С помощью Проскурникова и Эдика, капитану удалось усадить женщину на диван.
— Мы ей уже и валерьянки давали, и компресс холодный ко лбу прикладывали, — шумно отдуваясь, доложил капитан.
— Компресс-то зачем? — спросил Данилов, накладывая манжету на руку всхлипывающей пациентки, которую придерживал за плечи Эдик.
Снять с себя кофту больная дала без сопротивления.
— Чтобы успокоить, — объяснил капитан. — Верное средство!
Давление оказалось, как и ожидал Данилов, повышенным – сто шестьдесят на девяносто пять. Пульс частый, ритмичный, хорошего наполнения.
— Реланиум внутримышечно, — сказал он Вере и уточнил: – Два кубика.
— Кардиограмму снимать будем? — спросил Эдик, скидывая с плеча кардиограф.
— Будем, — кивнул Данилов.
Кардиограмма была нужна ему не для оценки состояния пациентки, а для того, чтобы избегнуть очередной нотации Лжедмитрия.
Эдик поставил кардиограф на свободный стол, расчехлил его и начал разматывать провода. Пока Вера делала укол, они успели размотать провода и наложить электроды.
— Снимать будем сидя, — распорядился Данилов, оценив размер дивана. — Так удобнее.
Пока жужжал кардиограф, пациентка сидела не двигаясь, но когда электроды были сняты, снова заволновалась, правда не так сильно, как раньше. Теперь она рыдала, не вставая с дивана, периодически выкрикивая «Дашенька! Девочка моя!» и «Нет!». Вера присела рядом с ней и принялась гладить ее по плечу, приговаривая при этом что-то успокаивающе – ласковое.

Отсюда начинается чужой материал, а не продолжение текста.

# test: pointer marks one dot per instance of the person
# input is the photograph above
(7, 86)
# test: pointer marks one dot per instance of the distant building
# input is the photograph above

— Ее надо госпитализировать, — сказал капитану Данилов. — Куда запрашивать место?
Госпитализация из отделения милиции могла происходить в обычную больницу, если пациент или пациентка были людьми свободными, или же в специальное «режимное» отделение, охраняемое милицией, если госпитализируемые находились под арестом.
— В «закрытое» отделение, — ответил капитан. — До выяснения всех обстоятельств она под арестом. Проскурников, найди сопровождающего…
— Кого я найду в это время?! — возмутился тот. — Скажите…
— Тогда поедешь сам! — оборвал его капитан. — Все, иди!
— Вот……! — Петрович крепко обложил судьбу-злодейку, столь неблагосклонную к нему.
Водителя можно было понять – только вернулся с северо-востока столицы на юго-восток и снова отправляйся обратно. Ярославское шоссе или станция метро «Бабушкинская» – разница небольшая. Все одно – далеко. На другом конце Москвы.
— Давненько я не брал в руки руля! — почти по-гоголевски выразился водитель, включая зажигание. — А что везем?
— Человека! — ответил Данилов.
К сильной головной боли добавилась тяжесть на душе. Так бывало всегда, когда он чувствовал свое бессилие, невозможность помочь, исцелить. Бессилие было чем-то темным, вязким, отвратительным. Оно возникало где-то внутри и пыталось поглотить, нет – не поглотить, а заместить собой все хорошее, светлое, радостное. Бессилие старалось внушить ему мысль о том, что он – никто и от него в этом мире ровным счетом ничего не зависит. В такие минуты Данилов начинал искренне сомневаться в правильности своего выбора и подчас даже жалел о том, что не послушался совета матери и не стал поступать в консерваторию.